Dave Longstaffe, 52, died in a run-down Phillipstown flat surrounded by used syringes and stained home-bake spoons.
He was unwillingly weaned off the Christchurch Methadone Programme (CMP) in September after returning a dirty urine test.
"They've taken me off, I have to find my own drugs now", Dave told his children.
He had grown dependent on methadone after swallowing it daily for more than 20 years and in the last few weeks of his life, as his health failed and he suffered nightmarish withdrawal symptoms, Dave became "a dead man walking", his daughter told The Press.
An autopsy report confirmed Dave died from blood poisoning on March 12, after injecting himself with an infected needle.
Long-time friend, Phil Hall, 46, had taken a few hits with Dave over the years.
He attended his funeral on Tuesday.
Hall, who is on the methadone programme, has done three "lags" behind bars for falsifying prescriptions to obtain drugs.
He has been dependent on opioids for two thirds of his life, consuming methadone on programmes in both Australia and New Zealand.
Methadone is an "addictive and dangerous drug" and Hall said he could appreciate authorities must manage the programme strictly.
However, he said, the CMP was "like the Fourth Reich".
Without a chance to explain, consumers were kicked off for positive urine tests or bad behaviour, some had been reported to the New Zealand Transport Authority after having a single drink at a party and others had their doses halved without warning, he claimed.
"I have heard so many hideous stories out there, someone's got to do something," he said.
"My friends are dying."
The withdrawal from methadone is accepted to be worse then heroin.
Marea Marino, 50, can testify to that.
She went "cold turkey" after she claimed she was punished by the programme when her script wasn't processed on a Sunday and she swallowed two valium to make it through the day.
Marino was once a respected player in Christchurch's underworld - she started drinking alcohol and dabbling in crime at the age of 10 and by 18 she was a drug dealer.
In late 2003, she recalls crying in a pool of bloody tissues as she struggled to find a vein.
Her shot began to congeal and Marino begged her 16-year-old son to "help get the hit away".
This moment became the catalyst for her recovery and soon after she joined the CMP.
Marino has lived a hard life, but her withdrawal from methadone was "by far the most excruciating thing I have ever been through".
"It was like I was in The Exorcist. I could not stop moving and screaming and smashing things," she said. "My sons didn't recognise me. I lost the plot. I honestly would rather go to jail for a year then go through that again."
She ended up in hospital with a hiatus hernia from the stress on her body and refused all pain relief through fear it would spiral her withdrawal backwards.
Marino is now three months clean, her eyes are clear, her fingernails have started to grow again and she has gained weight.
She feels liberated to have escaped what she described as a "draconian" programme.
"The whole nine years I was on it was just a nightmare. I was 50 and they were treating me like a 5-year-old," she claimed. "They had power over my whole life. They had me in liquid handcuffs."
Marino had also known Dave Longstaffe, whose children believe his involuntary withdrawal from methadone played a role in his death.

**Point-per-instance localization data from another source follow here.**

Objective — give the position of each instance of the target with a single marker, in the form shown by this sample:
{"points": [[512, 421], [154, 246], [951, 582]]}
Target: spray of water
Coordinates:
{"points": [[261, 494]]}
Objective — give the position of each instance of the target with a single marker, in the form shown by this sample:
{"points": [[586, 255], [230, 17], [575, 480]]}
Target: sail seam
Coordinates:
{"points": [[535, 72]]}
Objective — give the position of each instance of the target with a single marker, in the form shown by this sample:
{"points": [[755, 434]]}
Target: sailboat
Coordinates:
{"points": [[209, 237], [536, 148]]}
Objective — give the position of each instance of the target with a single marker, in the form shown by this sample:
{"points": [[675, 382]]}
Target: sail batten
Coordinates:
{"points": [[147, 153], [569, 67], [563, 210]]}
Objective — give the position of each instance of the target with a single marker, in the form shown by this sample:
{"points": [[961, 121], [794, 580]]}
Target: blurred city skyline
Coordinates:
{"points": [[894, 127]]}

"They tried to play God with what he needed. It was like a game to them," Dave's daughter, Melissa Fisk, 32, told The Press. While on methadone, Dave had managed to run his own plastering business, hold down a marriage and raise his children. At his funeral, he was remembered as a friendly, generous family man. "He was an exception to the junkies," Fisk said.
Methadone belongs to a class of narcotic painkillers and is used as a substitute for opioid addiction.
Consumers swallow the liquid drug in front of a pharmacist daily.
The free, oral medication helps addicts avoid the main risks of intravenous opioid use, such as blood-born viruses and criminal behaviour.
Prescribed methadone greatly reduces the risk of overdose.